Structural Search
Learn and understand about Sourcegraph's Structural Search and core functionality.
With structural search, you can match richer syntax patterns specifically in code and structured data formats like JSON. It can be awkward or difficult to match code blocks or nested expressions with regular expressions. To meet this challenge we've introduced a new and easier way to search code that operates more closely on a program's parse tree. We use Comby syntax for structural matching. Below you'll find examples and notes for this language-aware search functionality.
Example
The fmt.Sprintf
function is a popular print function in Go. Here is a pattern that matches all the arguments in fmt.Sprintf
calls in our code:
GOfmt.Sprintf(...)
The ...
part is special syntax that matches all characters inside the balanced parentheses (...)
. Let's look at two interesting variants of
matches in our codebase. Here's one:
GOfmt.Sprintf("must be authenticated as an admin (%s)", isSiteAdminErr.Error())
Note that to match this code, we didn't have to do any special thinking about handling the parentheses (%s)
that happen inside the first string argument, or the nested parentheses that form part of Error()

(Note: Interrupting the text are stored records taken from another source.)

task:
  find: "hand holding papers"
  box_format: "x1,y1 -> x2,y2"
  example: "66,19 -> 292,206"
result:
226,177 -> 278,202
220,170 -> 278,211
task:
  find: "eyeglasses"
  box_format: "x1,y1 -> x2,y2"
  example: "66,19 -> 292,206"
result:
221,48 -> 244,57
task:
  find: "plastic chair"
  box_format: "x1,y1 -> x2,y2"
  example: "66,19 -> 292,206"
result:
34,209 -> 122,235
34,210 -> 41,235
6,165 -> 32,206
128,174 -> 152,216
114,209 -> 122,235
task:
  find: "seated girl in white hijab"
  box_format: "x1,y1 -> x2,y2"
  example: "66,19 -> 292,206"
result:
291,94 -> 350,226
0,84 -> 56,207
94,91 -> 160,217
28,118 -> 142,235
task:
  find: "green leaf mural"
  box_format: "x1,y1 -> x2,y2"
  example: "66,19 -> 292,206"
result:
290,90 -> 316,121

. Unlike regular expressions, no "overmatching" can happen and the match will always respect balanced parentheses. With regular expressions, taking care to match the closing parentheses for this call could, in general, really complicate matters.
Here is a second match:
GOfmt.Sprintf( "rest/api/1.0/projects/%s/repos/%s/pull-requests/%d", pr.ToRef.Repository.Project.Key, pr.ToRef.Repository.Slug, pr.ID, )
Here we didn't have to do any special thinking about matching contents that spread over multiple lines. The ...
syntax by default matches across newlines. Structural search supports balanced syntax like ()
, []
, and {}
in a language-aware way. This allows it to match large, logical blocks or expressions without the limitations of typical line-based regular expression patterns.
Syntax reference
The syntax ...
above is an alias for a canonical syntax :[hole]
, where hole
is a descriptive identifier for the matched content. Identifiers are useful when expressing that matched content should be equal (see the return :[v.], :[v.]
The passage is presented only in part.